Damian was glued to the side of the stage for the whole concert, and I had a hard time keeping my gaze from wandering in that direction. If I looked at him for too long, I would remember his kiss and the meeting in the bathroom, and I didn’t want my heart bursting out of my chest, thinking of those memories.
“I’m going to get some more bottles of water,” I say, getting up from the couch I’m sitting on in the shared room where the Jailbirds and we are relaxing. We’re waiting for Thomas and Simon to finish showering, then we’ll get back on our bus and hit the road for the next stop.
“I’ll come with you.” Damian gets up out of his chair, and the others giggle while he gives them the finger. I don’t even have the courage to look them in the face. They’ve realized there’s sexual tension between us.

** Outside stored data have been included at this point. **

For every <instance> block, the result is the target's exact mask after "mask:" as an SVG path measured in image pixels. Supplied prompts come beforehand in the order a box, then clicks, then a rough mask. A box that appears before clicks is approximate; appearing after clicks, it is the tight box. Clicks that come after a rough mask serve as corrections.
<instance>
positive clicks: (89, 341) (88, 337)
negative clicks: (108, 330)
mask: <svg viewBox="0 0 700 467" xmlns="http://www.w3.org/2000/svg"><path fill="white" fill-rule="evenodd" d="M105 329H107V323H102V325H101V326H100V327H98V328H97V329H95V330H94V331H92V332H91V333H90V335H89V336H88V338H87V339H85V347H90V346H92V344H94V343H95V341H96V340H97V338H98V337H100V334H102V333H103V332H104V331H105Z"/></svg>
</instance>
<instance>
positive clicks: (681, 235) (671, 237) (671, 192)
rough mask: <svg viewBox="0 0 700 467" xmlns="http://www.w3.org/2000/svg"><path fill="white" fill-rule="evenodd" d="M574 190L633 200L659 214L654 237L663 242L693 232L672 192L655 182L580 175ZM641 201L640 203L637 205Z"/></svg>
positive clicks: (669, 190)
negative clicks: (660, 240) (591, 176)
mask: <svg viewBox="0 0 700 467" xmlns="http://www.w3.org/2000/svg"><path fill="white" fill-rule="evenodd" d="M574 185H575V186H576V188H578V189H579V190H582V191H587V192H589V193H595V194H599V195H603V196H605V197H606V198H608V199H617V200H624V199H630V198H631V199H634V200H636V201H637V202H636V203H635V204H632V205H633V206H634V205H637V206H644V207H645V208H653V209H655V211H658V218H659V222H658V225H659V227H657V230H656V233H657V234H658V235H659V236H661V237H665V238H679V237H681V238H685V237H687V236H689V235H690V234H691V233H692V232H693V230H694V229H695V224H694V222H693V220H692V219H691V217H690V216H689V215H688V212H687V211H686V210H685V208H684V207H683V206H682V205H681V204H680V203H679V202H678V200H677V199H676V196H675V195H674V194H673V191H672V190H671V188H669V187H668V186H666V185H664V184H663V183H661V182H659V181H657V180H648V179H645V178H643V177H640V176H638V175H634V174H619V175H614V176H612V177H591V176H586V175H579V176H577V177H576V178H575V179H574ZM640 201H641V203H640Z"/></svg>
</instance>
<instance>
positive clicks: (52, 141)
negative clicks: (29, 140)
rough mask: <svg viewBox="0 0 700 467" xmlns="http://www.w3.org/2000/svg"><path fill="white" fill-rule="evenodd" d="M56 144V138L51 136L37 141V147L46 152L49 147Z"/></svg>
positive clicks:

As soon as we leave, he grabs me by the hand and drags me inside the first door he finds open in this maze. These arenas have a myriad of more or less large rooms located all around the main stage area. The one Damian drags me into is a grey concrete room and completely empty, large enough not to give me a panic attack. The light on the ceiling is dim, and I imagine it is used as a storage room of some kind.
I don’t have time to ask him what he’s doing. He has already pushed me against the wall with his body and is kissing me, leaving me breathless.